Beim Verband kam dies gar nicht gut an. Zwei Tage später antwortete dieser genervt auf seiner Homepage: „Bitte hört auf, uns diesbezüglich belehren oder umstimmen zu wollen. Es ist nicht schön, Unruhe in die Liga oder den Verband zu bringen.“  Ein persönliches, auf Bitten der Zebras zustande gekommenes Gespräch zwischen den Zebras und Vertretern des Verbandsvorstands machte die Situation nicht besser: Bei dem Treffen drohte der Landesvorstand den Zebras offen mit einem Ausschlussverfahren – und zwar nicht bloß für den Fall, dass die Zebras noch einmal ihre Trikots tragen, sondern auch für jenen, dass der Verband weitere Presseanfragen zu diesem Thema erhalten sollte. Für diese Drohung gibt es mehrere Zeugen. Die Presseanfrage des Tagesspiegels an Verbandspräsidentin Susanne Balz, ob diese Darstellung zutrifft, beantwortet diese nicht.

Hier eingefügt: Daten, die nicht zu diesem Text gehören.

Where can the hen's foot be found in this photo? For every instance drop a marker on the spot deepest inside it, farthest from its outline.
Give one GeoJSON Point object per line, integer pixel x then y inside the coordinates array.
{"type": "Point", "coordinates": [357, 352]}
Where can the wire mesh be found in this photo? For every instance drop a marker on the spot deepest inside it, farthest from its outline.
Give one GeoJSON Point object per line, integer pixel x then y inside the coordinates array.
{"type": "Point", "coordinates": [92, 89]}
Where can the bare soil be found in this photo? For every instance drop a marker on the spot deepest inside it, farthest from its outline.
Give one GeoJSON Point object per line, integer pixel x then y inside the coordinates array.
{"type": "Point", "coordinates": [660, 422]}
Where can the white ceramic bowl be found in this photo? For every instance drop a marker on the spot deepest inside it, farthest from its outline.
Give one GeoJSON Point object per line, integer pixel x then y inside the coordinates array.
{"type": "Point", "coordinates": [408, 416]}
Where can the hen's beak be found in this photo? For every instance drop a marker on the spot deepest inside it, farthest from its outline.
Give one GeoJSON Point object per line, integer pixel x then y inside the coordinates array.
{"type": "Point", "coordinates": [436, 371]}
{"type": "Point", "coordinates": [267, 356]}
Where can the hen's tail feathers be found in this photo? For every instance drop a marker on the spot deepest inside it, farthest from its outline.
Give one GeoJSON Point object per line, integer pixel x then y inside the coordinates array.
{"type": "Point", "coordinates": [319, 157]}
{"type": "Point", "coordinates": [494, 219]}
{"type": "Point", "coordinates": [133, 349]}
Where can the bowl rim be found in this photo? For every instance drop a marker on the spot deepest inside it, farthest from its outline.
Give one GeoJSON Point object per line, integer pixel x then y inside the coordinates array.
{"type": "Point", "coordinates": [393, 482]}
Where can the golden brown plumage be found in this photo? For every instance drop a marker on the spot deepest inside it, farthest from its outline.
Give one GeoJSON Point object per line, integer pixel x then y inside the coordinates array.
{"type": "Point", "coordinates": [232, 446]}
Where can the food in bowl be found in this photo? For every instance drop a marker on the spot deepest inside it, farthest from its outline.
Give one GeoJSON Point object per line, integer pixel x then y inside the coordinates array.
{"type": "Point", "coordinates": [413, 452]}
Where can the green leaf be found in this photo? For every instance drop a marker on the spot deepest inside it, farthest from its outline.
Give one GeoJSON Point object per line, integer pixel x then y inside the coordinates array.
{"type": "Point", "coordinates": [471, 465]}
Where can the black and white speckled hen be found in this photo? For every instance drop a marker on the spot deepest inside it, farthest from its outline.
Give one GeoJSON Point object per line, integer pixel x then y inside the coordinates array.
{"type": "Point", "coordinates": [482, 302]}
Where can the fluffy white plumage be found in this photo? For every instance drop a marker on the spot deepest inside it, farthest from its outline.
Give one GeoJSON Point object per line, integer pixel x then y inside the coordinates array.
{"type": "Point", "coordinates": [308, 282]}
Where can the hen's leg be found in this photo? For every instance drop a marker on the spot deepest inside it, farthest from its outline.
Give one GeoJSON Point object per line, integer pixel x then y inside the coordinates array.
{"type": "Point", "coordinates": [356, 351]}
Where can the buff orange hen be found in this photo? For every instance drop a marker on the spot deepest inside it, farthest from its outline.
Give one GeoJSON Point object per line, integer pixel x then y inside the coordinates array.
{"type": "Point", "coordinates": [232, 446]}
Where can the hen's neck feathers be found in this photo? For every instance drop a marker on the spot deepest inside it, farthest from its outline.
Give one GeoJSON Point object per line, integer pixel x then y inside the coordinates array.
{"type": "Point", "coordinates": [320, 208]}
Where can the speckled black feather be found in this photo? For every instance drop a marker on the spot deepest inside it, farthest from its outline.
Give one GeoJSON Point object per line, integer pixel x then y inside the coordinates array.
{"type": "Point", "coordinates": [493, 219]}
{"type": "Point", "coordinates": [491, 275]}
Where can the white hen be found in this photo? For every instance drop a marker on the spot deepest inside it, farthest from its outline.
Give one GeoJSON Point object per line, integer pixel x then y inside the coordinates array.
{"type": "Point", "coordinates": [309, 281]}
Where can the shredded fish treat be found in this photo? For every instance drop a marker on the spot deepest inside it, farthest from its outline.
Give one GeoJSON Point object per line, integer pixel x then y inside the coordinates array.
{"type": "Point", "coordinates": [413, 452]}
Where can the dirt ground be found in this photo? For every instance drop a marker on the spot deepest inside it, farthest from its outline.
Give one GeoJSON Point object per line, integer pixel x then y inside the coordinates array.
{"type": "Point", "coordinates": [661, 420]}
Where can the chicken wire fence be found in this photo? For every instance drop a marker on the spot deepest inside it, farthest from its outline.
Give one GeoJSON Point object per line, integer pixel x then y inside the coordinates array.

Auf Facebook ist es am schlimmsten

Vollkommen eskaliert ist die Diskussion unterdessen in der 600 Mitglieder zählenden Facebookgruppe des Verbands. Dort üben linientreue Dartspieler harsche Kritik an den Zebras. Einer schreibt: „Man hat das Gefühl, dass die Zebras den Verband kaputt machen wollen mit ihren Anschuldigungen. Ich lasse mir jedoch meinen Spaß von so einer Minderheit nicht nehmen.“ Ein anderer schreibt: „So einen Blödsinn hab ich ja noch nie erlebt.“

Der Spieler eines Konkurrenzvereins, der das Geschehen von Beginn an verfolgt, sagt am Telefon: „Das Verhalten des Verbands und insbesondere dessen Kommunikation über Facebook ist so ziemlich das Boomerigste, das ich seit langem erlebt habe.“ Der Vorstand agiere ungeschickt und selbstgerecht: „Man hat das Gefühl, da müssen sich Menschen zum ersten Mal in ihrem Leben mit einem gesellschaftlich relevanten Thema befassen und machen dann alles falsch.“ Vor allem wirke der Verbandsvorstand auch „extrem unberaten“.

Die Zebras haben dem Verband nun einen Vorschlag zur Schlichtung unterbreitet. Bis Ende dieser Woche wurde ihnen eine Antwort zugesichert.

Verbandspräsidentin Susanne Balz hat unterdessen die Mitglieder anderer Vereine zu einem Treffen geladen, allerdings nicht in ihrer Funktion als Präsidentin, sondern als Vize ihres Klubs „Hard Lines Berlin“. Thema des Abends: „Austausch zur Verbandsproblematik“. Es gebe da „verschiedene Sachen“, die sie besprechen müsse, heißt es in der Mail. Die Zebras und andere Verbandskritiker wurden nicht eingeladen.